死亡保険金は、遺産分割の対象外となる場合も多く、生活資金や納税資金として大きな意味を持ちます。
しかし、
- 保険証券が見つからない
- どこの保険会社か不明
- 古い契約があるかもしれない
- 親が契約内容を話していなかった
このようなケースも多くあります。
その場合、生命保険協会の生命保険契約照会制度が活用できます。
照会制度の概要
生命保険協会が加盟各社へ一括照会し、契約の有無や契約先保険会社を確認できる制度です。

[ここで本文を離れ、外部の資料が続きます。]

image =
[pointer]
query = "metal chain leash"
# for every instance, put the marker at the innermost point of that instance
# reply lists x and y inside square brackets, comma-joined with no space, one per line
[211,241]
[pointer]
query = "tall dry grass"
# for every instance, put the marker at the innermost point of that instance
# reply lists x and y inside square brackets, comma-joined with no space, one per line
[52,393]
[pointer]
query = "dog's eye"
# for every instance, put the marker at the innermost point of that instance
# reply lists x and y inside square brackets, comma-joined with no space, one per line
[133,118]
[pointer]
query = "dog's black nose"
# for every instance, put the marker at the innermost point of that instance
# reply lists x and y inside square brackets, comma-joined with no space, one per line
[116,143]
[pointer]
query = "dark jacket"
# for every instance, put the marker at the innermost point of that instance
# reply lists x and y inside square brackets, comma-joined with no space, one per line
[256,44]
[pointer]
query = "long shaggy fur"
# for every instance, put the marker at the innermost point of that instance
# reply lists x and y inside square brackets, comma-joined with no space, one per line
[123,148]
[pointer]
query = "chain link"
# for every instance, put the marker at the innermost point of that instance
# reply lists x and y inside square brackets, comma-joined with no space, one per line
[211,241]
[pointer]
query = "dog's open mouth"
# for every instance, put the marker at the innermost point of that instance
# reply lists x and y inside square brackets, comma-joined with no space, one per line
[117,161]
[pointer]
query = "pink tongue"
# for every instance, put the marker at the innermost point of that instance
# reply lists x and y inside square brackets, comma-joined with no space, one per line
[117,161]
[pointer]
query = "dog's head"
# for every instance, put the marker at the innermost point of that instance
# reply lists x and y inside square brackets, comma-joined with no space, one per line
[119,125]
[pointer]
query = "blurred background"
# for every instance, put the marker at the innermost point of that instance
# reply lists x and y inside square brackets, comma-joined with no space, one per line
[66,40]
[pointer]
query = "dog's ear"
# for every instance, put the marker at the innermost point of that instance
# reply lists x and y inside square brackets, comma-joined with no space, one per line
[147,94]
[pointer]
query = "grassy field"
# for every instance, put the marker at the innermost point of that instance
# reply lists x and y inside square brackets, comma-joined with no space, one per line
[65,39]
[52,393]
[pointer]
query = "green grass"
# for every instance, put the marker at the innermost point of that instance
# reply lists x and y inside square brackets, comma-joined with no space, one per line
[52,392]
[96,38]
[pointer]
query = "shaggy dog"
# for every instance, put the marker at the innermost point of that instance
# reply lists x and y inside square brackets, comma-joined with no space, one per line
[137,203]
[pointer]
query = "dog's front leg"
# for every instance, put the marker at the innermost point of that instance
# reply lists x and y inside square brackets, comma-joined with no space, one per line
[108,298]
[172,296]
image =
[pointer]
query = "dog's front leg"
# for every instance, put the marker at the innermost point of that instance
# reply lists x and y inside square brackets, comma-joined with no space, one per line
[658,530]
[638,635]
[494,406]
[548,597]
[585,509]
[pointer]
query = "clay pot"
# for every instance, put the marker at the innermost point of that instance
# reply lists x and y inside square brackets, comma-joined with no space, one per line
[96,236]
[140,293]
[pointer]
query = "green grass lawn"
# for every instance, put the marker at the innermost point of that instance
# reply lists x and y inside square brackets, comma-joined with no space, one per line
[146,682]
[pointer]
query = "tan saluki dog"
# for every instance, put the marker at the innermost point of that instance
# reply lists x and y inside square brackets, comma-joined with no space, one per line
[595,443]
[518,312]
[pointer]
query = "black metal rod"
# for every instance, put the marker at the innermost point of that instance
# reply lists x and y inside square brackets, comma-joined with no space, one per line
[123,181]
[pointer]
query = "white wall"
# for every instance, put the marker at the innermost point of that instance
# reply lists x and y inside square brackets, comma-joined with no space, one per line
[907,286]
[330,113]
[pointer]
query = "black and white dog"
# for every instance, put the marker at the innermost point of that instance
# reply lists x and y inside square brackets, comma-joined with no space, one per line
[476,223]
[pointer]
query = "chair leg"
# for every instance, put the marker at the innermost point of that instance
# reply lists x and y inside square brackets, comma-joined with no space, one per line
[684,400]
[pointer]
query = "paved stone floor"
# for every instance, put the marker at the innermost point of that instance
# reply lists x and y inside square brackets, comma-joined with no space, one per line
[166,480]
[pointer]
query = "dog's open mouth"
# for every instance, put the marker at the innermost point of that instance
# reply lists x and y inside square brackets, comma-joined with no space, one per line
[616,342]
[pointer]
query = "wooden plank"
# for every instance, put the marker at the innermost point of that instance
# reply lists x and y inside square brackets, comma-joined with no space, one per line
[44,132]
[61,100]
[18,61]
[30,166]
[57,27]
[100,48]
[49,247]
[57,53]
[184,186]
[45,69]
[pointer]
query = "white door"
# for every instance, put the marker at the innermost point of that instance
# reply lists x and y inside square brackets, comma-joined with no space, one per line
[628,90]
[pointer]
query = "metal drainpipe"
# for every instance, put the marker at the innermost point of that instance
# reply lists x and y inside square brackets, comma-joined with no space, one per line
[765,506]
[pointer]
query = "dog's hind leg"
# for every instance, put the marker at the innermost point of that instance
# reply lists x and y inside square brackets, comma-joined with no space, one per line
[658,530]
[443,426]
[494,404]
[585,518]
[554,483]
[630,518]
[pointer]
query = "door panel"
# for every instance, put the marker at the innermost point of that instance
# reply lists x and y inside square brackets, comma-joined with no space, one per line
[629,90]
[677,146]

死亡時だけでなく、一定の場合には認知判断能力低下時の利用も可能です。
主な必要書類
- 死亡診断書または戸籍等
- 請求者本人確認書類
- 相続関係が分かる書類
- 利用料
確認できる内容
- 生命保険契約の有無
- 契約先保険会社
- 受取人が請求者本人の場合の通知
実務ポイント
- 通帳の保険料引落履歴も確認する
- クレジットカード明細も確認する
- 勤務先団体保険の可能性もある
- 古い簡易保険契約も見落とし注意
福井県でも、農協共済・かんぽ生命・民間生保など複数契約があるケースがあります。
4. 相続財産調査を効率よく進める順番
実務上は、次の順で進めると漏れが少なくなります。
STEP1 自宅内の資料確認
- 通帳
- 郵便物
- 証券会社封筒
- 保険証券
- 確定申告書
- 年金通知
STEP2 通帳履歴確認
- 配当金入金
- 保険料引落
- 証券口座入出金
STEP3 各種照会制度活用
- ゆうちょ現存調査
- JASDEC照会
- 生命保険協会照会
STEP4 財産目録作成
確認できた財産・負債を一覧化します。
5. 相続調査でよくある失敗例
1. 銀行口座だけ調べて終わる
証券・保険・ネット口座が抜けることがあります。
2. 通帳を捨ててしまう
古い通帳は重要資料です。
3. 相続人同士で情報共有しない
後で不信感につながります。
4. 調査前に遺産分割協議を始める
財産全体が分からないまま話し合うと危険です。
6. 行政書士に依頼するメリット
相続財産調査は、戸籍収集・照会請求・資料整理など、時間と手間がかかります。
行政書士に依頼すると、次の支援が受けられます。
- 戸籍収集
- 相続人調査
- 金融機関照会サポート
- 財産目録作成
- 遺産分割協議書作成支援
- 各士業との連携
福井県外に相続人がいる場合や、平日に動けないご家族には特に有効です。
7. 福井県で相続調査が必要な方へ
福井県では、
- 親世代が複数口座を持っている
- 郵便局利用が多い
- 土地・農地・山林がある
- 保険加入件数が多い
- 県外の子どもが相続人
このような特徴があり、相続調査の重要性が高い地域です。
「何があるか分からないまま進める相続」は、後で大きなトラブルになります。
まとめ|相続は調査が9割です
相続手続きでは、最初の財産調査がその後の全てを左右します。
特に、
- ゆうちょ銀行口座
- 証券会社口座
- 生命保険契約
は見落としやすく、早期確認が重要です。
相続は感情の問題になりやすいからこそ、まず事実を整えることが大切です。
正確な財産調査が、円満な相続への第一歩になります。